Com apenas 25 anos, Ana já pensa em montar o seu memorial e vê com naturalidade o pedido de familiares que querem ser entrevistados por ela para garantir bom perfil on-line na posteridade. Eles ficaram contagiados com sua empolgação no assunto: é a terceira vez que vai ao “congresso da morte”.
No portal Respectance (es.respectance.com), que se autoproclama líder mundial entre os sites de memoriais e está disponível em 11 idiomas, é possível criar o perfil da pessoa que morreu, detalhar sua biografia e convidar amigos e familiares para escrever comentários e compartilhar lembranças. A página em homenagem ao morto, com espaço para mensagens das visitas, pode ter música de fundo, fotos e vídeos adicionados durante três semanas. Depois desse período, o memorial precisa ser “patrocinado”, por um valor mensal de US$ 4,95 ou anual de U$ 29,95, para continuar recebendo conteúdo, com capacidade ilimitada.
“Acho natural e até desejável esse tipo de inovação”, diz Maria Helena Franco, do Laboratório dos Estudos sobre Luto da PUC-SP. “A pessoa que não conseguiu ir à missa de sétimo dia pode deixar um comentário. É uma forma de dar uma paradinha para pensar. Estamos criando novas tradições de luto.
” Os memoriais on-line são mais comuns nos EUA, assim como os velórios transmitidos pela internet, mas no Brasil portais de algumas funerárias já oferecem o serviço. Com a senha fornecida pela família, o velório pode ser acompanhado no cemitério e crematório Dom José, em Porto Alegre. O velório virtual já está disponível em Recife, Natal e João Pessoa nos cemitérios do grupo funerário Vila.
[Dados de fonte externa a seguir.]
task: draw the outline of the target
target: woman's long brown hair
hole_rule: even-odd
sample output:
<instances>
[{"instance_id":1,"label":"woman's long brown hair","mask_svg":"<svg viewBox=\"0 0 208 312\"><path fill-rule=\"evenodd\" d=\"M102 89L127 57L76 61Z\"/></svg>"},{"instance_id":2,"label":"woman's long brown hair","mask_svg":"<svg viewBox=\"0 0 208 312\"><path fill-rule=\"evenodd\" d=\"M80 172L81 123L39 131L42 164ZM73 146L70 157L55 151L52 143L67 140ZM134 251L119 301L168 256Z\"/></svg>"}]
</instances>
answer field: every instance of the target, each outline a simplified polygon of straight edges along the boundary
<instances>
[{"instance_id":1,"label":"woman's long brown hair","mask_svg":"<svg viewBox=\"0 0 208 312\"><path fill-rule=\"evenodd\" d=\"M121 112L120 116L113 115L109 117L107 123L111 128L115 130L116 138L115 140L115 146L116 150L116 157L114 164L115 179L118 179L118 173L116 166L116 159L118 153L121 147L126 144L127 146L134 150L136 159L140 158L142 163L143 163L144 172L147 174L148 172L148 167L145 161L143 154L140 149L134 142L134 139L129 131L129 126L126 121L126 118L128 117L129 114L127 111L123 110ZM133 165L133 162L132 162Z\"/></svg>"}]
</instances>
No Facebook, o assunto ainda é tratado com cautela. Como a empresa muitas vezes demora a ser informada da morte do usuário pela família, é comum que amigos escrevam mensagens em sua página como se ele estivesse vivo, e até recebam notificações sobre o aniversário de quem já morreu.
A política do site, porém, é a de transformar todos os perfis de usuários mortos em memoriais, “contas protegidas” que não aparecem no recurso “pessoas que talvez você conheça”. Novos amigos não podem ser adicionados, mas os antigos continuam com acesso à sua linha do tempo – que não pode ser modificada – e conseguem enviar mensagens “privadas”. Não é permitida a criação de novo memorial para homenagear alguém que morreu e não era usuário. Ou seja, a narrativa sobre a vida da pessoa é preservada como uma autobiografia, e não pode ser reconstruída.
“Nos EUA já houve briga na Justiça entre uma mãe e quatro amigos de seu filho morto, porque ela apagava aquilo que considerava inadequado ao memorial dele”, diz Ana Luiza, dando amostra da complexidade que se anuncia em torno da memória on-line. Ela, no entanto, diz não acreditar que a facilidade de acesso a essas páginas possa criar obsessão ou lutos mais prolongados.
Uma forma de controlar o início da construção da inevitável biografia on-line, e ainda resolver a questão do anúncio imediato de uma morte, é o aplicativo para o Facebook If I die. Hoje, avisos de mortes e convites para velórios e enterros costumam ser feitos informalmente pela rede, mas no futuro os usuários poderão começar a receber o comunicado diretamente do amigo morto, em palavras ou pedidos derradeiros preparados previamente por ele.
O aplicativo permite que seja gravada ou escrita uma mensagem pública, que será enviada para todos os amigos do Facebook assim que a sua morte for informada, e confirmada por três “depositários” escolhidos e contatados em vida. Em pacotes “premium”, pagos, é possível deixar mensagens específicas para determinados amigos.
Para aumentar a polêmica, a empresa dona do aplicativo, a israelense Willook, lançou no ano passado um concurso que promete a fama ao primeiro usuário que morrer. Com o cuidado de excluir qualquer competidor com suspeitas de suicídio, a empresa garante que tornará a mensagem póstuma do vencedor (gravada especialmente para o concurso “For a chance to world fame“) um hit na web. Quem viver, e não ganhar, verá.